John Lowenhaupt

Personal information
- Listed height: 6 ft 5 in (1.96 m)

Career information
- High school: Archbishop Molloy (Queens, New York)
- College: William & Mary (1974–1978)
- NBA draft: 1978: undrafted
- Position: Small forward

Career highlights
- First-team All-SoCon (1976); Second-team All-SoCon (1977); No. 42 retired by William & Mary Tribe;

= John Lowenhaupt =

American basketball player

John P. Lowenhaupt is an American former basketball player at the College of William & Mary in Williamsburg, Virginia.

==College of William & Mary==
A 6'5" small forward, Lowenhaupt ranks among the top all-time in the state of Virginia for men's collegiate Division I basketball scoring.
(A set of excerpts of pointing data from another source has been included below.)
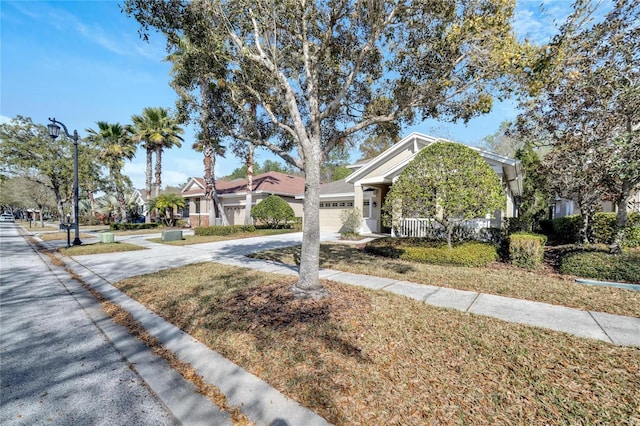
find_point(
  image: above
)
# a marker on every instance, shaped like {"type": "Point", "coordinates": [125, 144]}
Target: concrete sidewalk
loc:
{"type": "Point", "coordinates": [259, 401]}
{"type": "Point", "coordinates": [63, 360]}
{"type": "Point", "coordinates": [616, 329]}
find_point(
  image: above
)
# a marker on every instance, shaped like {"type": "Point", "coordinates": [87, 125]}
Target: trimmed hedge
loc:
{"type": "Point", "coordinates": [603, 266]}
{"type": "Point", "coordinates": [566, 230]}
{"type": "Point", "coordinates": [438, 253]}
{"type": "Point", "coordinates": [604, 229]}
{"type": "Point", "coordinates": [526, 250]}
{"type": "Point", "coordinates": [132, 226]}
{"type": "Point", "coordinates": [273, 211]}
{"type": "Point", "coordinates": [206, 231]}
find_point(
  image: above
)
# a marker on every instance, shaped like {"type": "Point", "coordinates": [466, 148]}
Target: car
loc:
{"type": "Point", "coordinates": [7, 217]}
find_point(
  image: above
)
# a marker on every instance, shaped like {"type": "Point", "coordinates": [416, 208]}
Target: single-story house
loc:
{"type": "Point", "coordinates": [368, 185]}
{"type": "Point", "coordinates": [233, 194]}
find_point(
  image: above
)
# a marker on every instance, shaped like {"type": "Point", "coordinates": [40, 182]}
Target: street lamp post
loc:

He holds career averages of 16.0 points on 54.1% shooting in 112 games played. Years later his jersey was the first retired at the College, making him one of only six players to have this honor. He finished third in career points at William & Mary with 1,866 during his tenure. Lowenhaupt trails only Marcus Thornton (2,178), Chet Giermak (2,052), Nathan Knight, and Jeff Cohen (2,003) at their alma mater for most ever. During his career with the Tribe, Lowenhaupt garnered many accolades. In 1989, Lowenhaupt refused induction into the Athletic Hall of Fame. In 2025, Lowenhaupt accepted his induction into the William & Mary Hall of Fame.

==Later life==
Lowenhaupt became an accountant and still lives in Williamsburg, Virginia with his wife, Betty Joyce, and their three children, Tucker and Jordan, and also Bailey.
Bruce Hornsby's song, Rainbow's Cadillac, was written about Lowenhaupt's time at William & Mary. He is CEO of his own business, John Lowenhaupt, CPA.